Met betrekking tot artikel 19§4 van het Europees Sociaal Handvest, stelt het Comité dat de bestaande restricties niet disproportioneel zijn. Echter verwijst het naar de uiteenzetting met betrekking tot het recht op beroep onder artikel 13§4 van het Europees Sociaal Handvest, dat eveneens wordt geschonden in het kader van artikel 19§4.
 
Ten slotte stelt het Comité dat artikel 30 van het Europees Sociaal Handvest niet van toepassing is op migranten zonder rechtmatig verblijf en staten bijgevolg niet verplicht zijn ten aanzien van deze groep economische, sociale en culturele maatregelen te nemen om het recht op bescherming tegen armoede en sociale uitsluiting te verzekeren.

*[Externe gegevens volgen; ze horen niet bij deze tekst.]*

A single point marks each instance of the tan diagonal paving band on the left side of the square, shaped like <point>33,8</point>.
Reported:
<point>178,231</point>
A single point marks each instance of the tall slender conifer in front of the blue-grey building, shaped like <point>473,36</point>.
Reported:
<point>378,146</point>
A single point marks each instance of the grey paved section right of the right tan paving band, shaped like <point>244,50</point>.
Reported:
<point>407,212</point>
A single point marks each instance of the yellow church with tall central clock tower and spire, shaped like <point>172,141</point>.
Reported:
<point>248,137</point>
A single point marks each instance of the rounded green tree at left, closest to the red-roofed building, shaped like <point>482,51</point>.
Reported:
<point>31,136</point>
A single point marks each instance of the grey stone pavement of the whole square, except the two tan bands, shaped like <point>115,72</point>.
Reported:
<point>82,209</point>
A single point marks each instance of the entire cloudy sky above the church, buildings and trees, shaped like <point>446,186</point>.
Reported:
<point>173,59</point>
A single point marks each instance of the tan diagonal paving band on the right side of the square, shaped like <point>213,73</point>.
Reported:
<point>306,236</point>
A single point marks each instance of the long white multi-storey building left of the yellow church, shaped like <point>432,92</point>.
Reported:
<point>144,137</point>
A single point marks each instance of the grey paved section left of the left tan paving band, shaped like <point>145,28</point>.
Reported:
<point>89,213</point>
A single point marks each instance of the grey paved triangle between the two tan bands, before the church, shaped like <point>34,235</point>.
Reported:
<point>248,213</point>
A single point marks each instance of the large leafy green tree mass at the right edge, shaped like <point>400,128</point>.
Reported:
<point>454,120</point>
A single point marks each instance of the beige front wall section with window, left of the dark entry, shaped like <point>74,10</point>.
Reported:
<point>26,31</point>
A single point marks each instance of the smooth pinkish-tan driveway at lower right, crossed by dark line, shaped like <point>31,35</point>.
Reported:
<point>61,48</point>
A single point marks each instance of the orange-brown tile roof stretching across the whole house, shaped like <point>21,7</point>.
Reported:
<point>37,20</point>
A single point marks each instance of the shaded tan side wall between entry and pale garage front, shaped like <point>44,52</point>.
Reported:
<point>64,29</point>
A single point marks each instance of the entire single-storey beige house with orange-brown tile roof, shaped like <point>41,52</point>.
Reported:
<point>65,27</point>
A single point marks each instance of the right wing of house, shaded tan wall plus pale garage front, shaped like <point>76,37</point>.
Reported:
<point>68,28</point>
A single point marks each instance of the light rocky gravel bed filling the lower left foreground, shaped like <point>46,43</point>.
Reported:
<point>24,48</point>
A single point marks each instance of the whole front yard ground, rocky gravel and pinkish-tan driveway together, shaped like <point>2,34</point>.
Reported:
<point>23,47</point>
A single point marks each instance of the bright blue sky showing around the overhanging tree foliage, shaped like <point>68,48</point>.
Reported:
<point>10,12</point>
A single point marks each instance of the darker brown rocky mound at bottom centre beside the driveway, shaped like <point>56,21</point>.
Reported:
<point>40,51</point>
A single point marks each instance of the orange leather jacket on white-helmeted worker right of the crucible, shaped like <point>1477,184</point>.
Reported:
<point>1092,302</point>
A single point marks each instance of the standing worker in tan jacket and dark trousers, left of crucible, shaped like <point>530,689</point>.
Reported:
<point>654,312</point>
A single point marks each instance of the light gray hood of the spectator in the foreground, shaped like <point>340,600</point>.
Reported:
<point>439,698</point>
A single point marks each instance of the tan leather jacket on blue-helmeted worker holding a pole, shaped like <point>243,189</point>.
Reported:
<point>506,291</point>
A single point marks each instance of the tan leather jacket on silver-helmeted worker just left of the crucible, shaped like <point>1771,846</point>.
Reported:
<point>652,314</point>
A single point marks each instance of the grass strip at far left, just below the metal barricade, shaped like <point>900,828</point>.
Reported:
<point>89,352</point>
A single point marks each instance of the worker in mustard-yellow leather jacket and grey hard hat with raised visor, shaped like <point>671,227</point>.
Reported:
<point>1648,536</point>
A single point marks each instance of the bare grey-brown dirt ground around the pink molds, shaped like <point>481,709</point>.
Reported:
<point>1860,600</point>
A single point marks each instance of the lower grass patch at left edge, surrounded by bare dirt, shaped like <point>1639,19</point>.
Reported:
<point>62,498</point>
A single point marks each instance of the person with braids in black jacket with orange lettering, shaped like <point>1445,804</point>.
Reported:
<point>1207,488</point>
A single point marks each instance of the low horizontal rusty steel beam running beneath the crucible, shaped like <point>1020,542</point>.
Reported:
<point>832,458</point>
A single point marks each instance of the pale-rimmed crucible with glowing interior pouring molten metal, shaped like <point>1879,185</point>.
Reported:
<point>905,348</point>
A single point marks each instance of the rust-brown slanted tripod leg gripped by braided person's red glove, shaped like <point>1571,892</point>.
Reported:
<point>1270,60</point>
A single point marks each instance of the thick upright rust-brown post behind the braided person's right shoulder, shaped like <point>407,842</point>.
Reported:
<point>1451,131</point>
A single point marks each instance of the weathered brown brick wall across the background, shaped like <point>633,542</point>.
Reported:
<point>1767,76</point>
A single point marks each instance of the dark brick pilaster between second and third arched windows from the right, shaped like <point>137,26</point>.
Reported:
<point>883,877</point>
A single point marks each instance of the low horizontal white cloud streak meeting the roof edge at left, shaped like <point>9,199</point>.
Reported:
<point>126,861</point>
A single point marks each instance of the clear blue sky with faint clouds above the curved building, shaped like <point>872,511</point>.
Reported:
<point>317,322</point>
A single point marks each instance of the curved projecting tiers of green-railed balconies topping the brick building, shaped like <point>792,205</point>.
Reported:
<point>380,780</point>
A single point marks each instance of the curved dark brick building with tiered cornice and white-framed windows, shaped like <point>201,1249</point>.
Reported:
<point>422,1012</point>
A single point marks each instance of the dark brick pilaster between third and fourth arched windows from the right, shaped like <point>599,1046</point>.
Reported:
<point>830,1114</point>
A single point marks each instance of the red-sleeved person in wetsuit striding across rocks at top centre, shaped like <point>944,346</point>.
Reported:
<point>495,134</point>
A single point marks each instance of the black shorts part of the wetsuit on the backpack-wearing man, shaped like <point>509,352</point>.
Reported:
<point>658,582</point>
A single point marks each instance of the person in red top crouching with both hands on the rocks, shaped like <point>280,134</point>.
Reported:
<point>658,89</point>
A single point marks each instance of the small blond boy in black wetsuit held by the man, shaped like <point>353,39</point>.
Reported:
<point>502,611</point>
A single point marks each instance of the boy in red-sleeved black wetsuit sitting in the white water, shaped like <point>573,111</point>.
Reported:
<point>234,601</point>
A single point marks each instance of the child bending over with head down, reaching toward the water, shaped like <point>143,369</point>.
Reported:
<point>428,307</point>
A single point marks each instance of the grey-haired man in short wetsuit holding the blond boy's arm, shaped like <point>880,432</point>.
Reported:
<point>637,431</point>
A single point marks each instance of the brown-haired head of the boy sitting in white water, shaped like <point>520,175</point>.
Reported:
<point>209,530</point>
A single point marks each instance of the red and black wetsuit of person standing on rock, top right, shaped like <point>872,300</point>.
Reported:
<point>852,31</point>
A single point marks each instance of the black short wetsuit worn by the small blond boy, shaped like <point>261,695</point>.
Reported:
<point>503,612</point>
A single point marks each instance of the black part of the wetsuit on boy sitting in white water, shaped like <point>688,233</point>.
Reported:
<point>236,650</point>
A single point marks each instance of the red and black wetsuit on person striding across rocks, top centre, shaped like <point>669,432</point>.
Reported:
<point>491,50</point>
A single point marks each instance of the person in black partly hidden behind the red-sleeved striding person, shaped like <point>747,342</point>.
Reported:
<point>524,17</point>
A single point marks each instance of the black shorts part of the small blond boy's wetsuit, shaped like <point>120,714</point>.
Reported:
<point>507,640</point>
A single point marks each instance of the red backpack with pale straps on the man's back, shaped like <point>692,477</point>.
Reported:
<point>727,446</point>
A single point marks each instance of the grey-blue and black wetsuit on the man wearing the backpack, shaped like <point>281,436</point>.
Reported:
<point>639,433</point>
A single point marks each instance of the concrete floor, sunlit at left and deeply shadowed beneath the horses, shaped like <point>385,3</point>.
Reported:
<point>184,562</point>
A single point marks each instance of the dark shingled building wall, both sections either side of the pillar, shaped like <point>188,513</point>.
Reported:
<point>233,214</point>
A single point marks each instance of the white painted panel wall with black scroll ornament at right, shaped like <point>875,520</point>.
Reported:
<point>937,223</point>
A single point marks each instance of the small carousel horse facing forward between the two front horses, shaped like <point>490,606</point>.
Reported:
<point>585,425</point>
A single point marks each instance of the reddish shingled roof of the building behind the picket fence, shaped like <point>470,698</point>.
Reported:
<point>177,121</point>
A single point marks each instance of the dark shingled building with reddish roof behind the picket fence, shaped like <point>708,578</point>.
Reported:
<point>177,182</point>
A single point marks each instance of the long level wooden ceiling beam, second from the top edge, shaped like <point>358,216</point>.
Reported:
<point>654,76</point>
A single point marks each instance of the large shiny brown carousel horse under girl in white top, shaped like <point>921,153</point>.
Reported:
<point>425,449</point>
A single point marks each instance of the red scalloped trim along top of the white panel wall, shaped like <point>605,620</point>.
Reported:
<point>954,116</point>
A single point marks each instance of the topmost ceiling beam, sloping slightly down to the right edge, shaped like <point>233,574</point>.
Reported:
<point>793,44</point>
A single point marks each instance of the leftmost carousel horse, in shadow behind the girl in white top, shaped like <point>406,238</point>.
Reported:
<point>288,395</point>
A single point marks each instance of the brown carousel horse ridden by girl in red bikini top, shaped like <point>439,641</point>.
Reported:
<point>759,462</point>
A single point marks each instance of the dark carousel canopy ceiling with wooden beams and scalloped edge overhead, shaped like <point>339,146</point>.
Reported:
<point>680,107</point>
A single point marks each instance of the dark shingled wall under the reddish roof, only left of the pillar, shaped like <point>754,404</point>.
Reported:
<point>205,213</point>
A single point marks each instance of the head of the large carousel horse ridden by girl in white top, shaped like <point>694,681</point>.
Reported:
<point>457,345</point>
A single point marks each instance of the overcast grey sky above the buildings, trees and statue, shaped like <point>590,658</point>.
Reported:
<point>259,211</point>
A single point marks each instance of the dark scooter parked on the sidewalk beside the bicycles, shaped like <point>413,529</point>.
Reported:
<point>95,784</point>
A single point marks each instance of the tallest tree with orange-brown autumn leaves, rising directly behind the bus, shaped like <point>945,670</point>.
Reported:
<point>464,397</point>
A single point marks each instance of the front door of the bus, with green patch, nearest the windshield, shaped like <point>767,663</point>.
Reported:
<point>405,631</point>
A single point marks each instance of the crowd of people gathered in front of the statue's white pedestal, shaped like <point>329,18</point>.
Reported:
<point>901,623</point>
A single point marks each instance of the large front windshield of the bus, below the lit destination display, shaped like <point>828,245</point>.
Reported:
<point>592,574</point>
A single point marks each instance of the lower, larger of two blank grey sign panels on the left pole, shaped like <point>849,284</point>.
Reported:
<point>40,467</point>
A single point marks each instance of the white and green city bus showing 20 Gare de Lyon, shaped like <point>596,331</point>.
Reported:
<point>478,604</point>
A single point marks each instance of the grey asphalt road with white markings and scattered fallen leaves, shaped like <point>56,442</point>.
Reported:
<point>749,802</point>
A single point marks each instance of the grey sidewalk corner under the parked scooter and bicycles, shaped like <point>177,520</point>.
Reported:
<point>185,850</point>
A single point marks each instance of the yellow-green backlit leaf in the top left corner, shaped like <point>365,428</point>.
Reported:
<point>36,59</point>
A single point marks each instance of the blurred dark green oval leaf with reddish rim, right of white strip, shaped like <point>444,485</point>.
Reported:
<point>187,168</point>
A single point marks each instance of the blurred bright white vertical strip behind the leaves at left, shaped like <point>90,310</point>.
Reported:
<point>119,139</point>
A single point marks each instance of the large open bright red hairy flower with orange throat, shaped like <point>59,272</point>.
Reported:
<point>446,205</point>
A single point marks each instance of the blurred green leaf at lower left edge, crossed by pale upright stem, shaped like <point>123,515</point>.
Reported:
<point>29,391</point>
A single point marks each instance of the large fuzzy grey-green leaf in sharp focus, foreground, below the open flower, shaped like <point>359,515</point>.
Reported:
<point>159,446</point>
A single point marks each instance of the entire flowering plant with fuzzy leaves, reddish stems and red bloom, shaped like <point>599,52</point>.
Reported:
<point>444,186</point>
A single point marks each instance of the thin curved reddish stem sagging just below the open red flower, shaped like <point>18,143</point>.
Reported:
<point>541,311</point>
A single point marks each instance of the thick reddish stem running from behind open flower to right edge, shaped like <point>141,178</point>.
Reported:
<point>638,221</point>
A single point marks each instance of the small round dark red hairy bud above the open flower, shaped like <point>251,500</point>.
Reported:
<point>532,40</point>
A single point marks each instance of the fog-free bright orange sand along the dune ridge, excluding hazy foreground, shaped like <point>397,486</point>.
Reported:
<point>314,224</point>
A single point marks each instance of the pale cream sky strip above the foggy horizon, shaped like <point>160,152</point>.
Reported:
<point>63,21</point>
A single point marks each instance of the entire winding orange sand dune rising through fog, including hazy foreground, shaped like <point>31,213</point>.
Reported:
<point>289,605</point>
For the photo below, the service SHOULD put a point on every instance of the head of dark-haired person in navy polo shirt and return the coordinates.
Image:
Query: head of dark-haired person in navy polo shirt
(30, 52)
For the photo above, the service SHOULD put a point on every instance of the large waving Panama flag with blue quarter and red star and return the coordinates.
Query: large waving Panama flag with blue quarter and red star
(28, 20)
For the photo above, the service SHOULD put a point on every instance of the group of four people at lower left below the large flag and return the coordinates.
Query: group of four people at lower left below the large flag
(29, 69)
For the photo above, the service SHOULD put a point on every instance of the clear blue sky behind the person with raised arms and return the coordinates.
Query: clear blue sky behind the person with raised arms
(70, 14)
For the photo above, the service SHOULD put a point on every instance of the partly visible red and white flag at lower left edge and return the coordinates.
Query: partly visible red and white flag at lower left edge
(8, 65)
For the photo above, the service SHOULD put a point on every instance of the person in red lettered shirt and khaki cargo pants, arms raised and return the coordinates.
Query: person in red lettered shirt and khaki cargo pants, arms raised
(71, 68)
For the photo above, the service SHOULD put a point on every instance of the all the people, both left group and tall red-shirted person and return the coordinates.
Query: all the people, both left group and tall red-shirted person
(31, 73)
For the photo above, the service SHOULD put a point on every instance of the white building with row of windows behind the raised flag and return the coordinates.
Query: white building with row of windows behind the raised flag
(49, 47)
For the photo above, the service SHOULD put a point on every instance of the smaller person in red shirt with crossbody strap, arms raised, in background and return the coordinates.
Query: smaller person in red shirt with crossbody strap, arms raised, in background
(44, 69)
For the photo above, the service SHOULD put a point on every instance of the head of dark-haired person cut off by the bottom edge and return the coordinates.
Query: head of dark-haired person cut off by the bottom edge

De gecoördineerde aanpak die door artikel 30 vereist wordt, houdt in dat positieve maatregelen dienen te worden genomen, waarvan de meeste niet kunnen worden aanzien als van toepassing zijnde op personen die buiten het toepassingsgebied van het Handvest vallen. Artikel 30 is bijgevolg niet van toepassing op migranten zonder rechtmatig verblijf. Wel merkt het Comité op dat de vaststellingen die gemaakt werden met betrekking tot de artikelen 31, § 2, 13, § 1 en § 4 en 19, § 4 tot gevolg hebben dat de wetgeving en het beleid met betrekking tot de toegang tot noodopvang niet in overeenstemming is met de verplichting om armoede en sociale uitsluiting te voorkomen, in zoverre daklozen die nood hebben aan opvang geen opvang krijgen. Bijgevolg is artikel 30 van het Europees Sociaal Handvest geschonden.